Research and Teaching Interests
Cultures of Hacking, Science and Technology Studies, Media Anthropology, The Cultures of Liberalism, Digital Activism, Security.
Gabriella (Biella) Coleman is a full professor in the Department of Anthropology at Harvard University and is a faculty associate at the Berkman Center for Internet and Society. Trained as an anthropologist, her scholarship covers the politics, cultures, and ethics of hacking. She is the author of two books on computer hackers and the founder and editor of Hack_Curio, a video portal into the cultures of hacking).
Her first book Coding Freedom: The Ethics and Aesthetics of Hacking, was published in 2013 with Princeton University Press.
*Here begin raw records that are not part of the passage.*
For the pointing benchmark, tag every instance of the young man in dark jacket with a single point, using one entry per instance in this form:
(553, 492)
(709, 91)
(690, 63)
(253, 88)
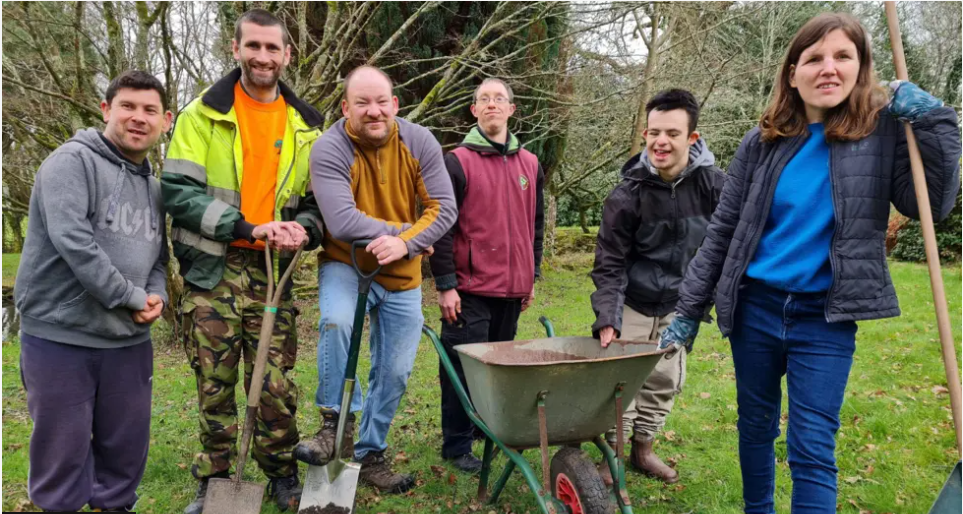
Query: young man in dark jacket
(92, 280)
(485, 266)
(652, 225)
She then published Hacker, Hoaxer, Whistleblower, Spy: The Many Faces of Anonymous (Verso, 2014), named to Kirkus Reviews Best Books of 2014 and awarded the Diana Forsythe Prize by the American Anthropological Association.
With Matt Goerzen, she is currently completing a multi-year research project on the security field and hacker professionalization during the 1990s and early 2000s and will be publishing two Data and Society Reports based on this research. She is also working on a book of essays about hackers and the state and will deliver material from the book for the 2022 Henry Morgan Lectures.
Gabriella is a frequent commentator on hacker movements, digital culture, and cyberpolitics. A firm believer in making ethnography publicly accessible and intelligible, she lectures, keynotes, and presents her research to diverse academic and non-academic audiences, including the Brookings Institution, NASA, Twitter, Re:Publica, the Chicago Humanities Festival, and international galleries and law schools. She has written for popular media outlets, including the New York Times, Slate, Wired, MIT Technology Review, Huffington Post, and the Atlantic.
In 2011 she was a Fellow at the Institute for Advanced Study in Princeton, NJ. Her research has been supported by the Ford Foundation, the Canadian Social Sciences and Humanities Research Council, the National Science Foundation, and the Fonds de Recherche du Québec.
Before joining the Harvard Anthropology Department in 2021, she held the Wolfe Chair in Scientific and Technological Literacy at McGill University and was an assistant professor in the Department of Media, Culture, and Communication at New York University. In 2005, she received her Ph.D. in Socio-cultural Anthropology from the University of Chicago.